We are clearly at the beginning of a new tech epoch with AI. In many ways, the moment feels like the early internet - we can see a vast landscape of possibilities opening up, entire new categories of problems that can be solved, but in the near term, there are all kinds of implementation challenges.
While it’s important (and necessary) to solve those problems, it’s even more important not to be stuck to them. It’s very easy to build something “small” that feels satisfying, just because it’s new and possible at all. We are seeing a lot of that right now, “dancing bears” and party tricks that aren’t very scalable or useful.
The trick in this moment is to be ambitious to the point that your friends think you’re kind of nuts. It might be hard to imagine if you grew up with them, but there was a point of time where “the infinite bookstore” (Amazon) or “all of the world’s knowledge” sounded like a crazy, impossible dream. There used to be debates about how expensive search was, that it was an impractical idea, and lots of skepticism about eCommerce ever being widely adopted.
Right now, advanced AI models are hard to get access to, expensive, and slow to call. That will all change. In fact, once an idea has been discovered, which is hard, optimizing it for speed and cost is something that is both easier to do (so more people can help with it) and parallelizable, so it can happen much more quickly. We should expect that here.

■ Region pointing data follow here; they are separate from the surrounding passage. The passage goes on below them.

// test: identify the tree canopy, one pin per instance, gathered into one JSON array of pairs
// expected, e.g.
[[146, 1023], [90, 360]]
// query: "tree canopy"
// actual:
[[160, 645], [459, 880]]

The right thing to do is to pretend the performance and cost are already where they need to be. This is one of the “what if?” questions. What would you build once the LLMs are a few more generations better, and only take 10ms to call? What if you had something two or three generations smarter, that you could call not just once per user interaction, but thousands of times (which is how most large services work today - a web search or product page load is thousands of internal RPCs in parallel).
It’s hard to do this - it’s quite a leap of faith, and we often don’t get it right. But it’s essential when we are on an accelerating curve like this - you can’t just aim for what’s next, you have to be unreasonable and aim for what could become.

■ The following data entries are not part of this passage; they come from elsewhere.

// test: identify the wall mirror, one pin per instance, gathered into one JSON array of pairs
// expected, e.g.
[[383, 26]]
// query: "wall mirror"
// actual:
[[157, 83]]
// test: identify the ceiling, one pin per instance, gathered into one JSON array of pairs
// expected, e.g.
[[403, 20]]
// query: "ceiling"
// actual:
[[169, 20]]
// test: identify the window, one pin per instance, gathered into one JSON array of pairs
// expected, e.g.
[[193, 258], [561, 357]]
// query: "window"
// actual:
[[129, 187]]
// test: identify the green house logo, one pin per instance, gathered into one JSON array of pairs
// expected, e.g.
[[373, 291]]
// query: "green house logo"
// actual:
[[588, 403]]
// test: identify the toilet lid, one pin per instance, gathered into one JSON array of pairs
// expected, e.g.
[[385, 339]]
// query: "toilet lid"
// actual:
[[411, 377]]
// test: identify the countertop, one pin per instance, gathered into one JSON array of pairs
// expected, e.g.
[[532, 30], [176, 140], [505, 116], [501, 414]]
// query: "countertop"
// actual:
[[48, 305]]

Hey I was just watching your interview with Kevin Scott at 'Behind the Tech' (I'm doing some research on Google Docs) and I wanted to let you know that your comment about life and work resonated with me. That idea for most people that 'work is equivalent to suffering'. The 'find the thing you feel kind of guilty about getting paid for, do the hell out of it' is a great mantra. Well said!

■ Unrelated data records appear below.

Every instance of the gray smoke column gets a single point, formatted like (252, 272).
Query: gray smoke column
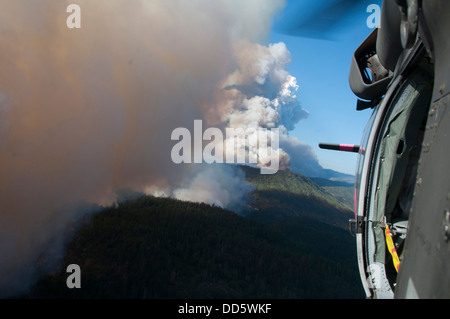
(85, 112)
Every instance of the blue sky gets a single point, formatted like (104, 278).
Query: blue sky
(321, 66)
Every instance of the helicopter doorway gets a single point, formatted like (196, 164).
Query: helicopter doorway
(392, 171)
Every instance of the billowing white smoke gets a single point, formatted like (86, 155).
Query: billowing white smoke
(88, 111)
(218, 185)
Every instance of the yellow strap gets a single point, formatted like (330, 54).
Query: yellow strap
(391, 248)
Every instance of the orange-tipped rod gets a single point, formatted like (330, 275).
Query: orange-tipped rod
(340, 147)
(391, 247)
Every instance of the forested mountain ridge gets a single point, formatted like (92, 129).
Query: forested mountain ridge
(165, 248)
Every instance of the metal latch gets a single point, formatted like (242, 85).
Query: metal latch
(355, 226)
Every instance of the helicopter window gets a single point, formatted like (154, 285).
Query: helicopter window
(395, 166)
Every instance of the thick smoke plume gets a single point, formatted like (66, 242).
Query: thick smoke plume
(86, 112)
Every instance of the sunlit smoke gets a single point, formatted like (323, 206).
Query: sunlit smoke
(86, 112)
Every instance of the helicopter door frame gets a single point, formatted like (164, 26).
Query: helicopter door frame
(371, 277)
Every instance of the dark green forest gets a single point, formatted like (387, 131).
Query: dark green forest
(291, 241)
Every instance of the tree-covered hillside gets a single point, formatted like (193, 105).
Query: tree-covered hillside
(292, 243)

I found that that soon enough (writing about tech, I've got a BS in Computer Science) and I remember my father —he died sometime ago— always looked at me like saying: 'But you're enyoing your work, something IS wrong' :) I guess he always thought I would end my days at Deloitte or some place like that suffering each day of my life.
Thank God I didn't end like that. I'm sure in the end he agreed with you and me and is smiling from somewhere.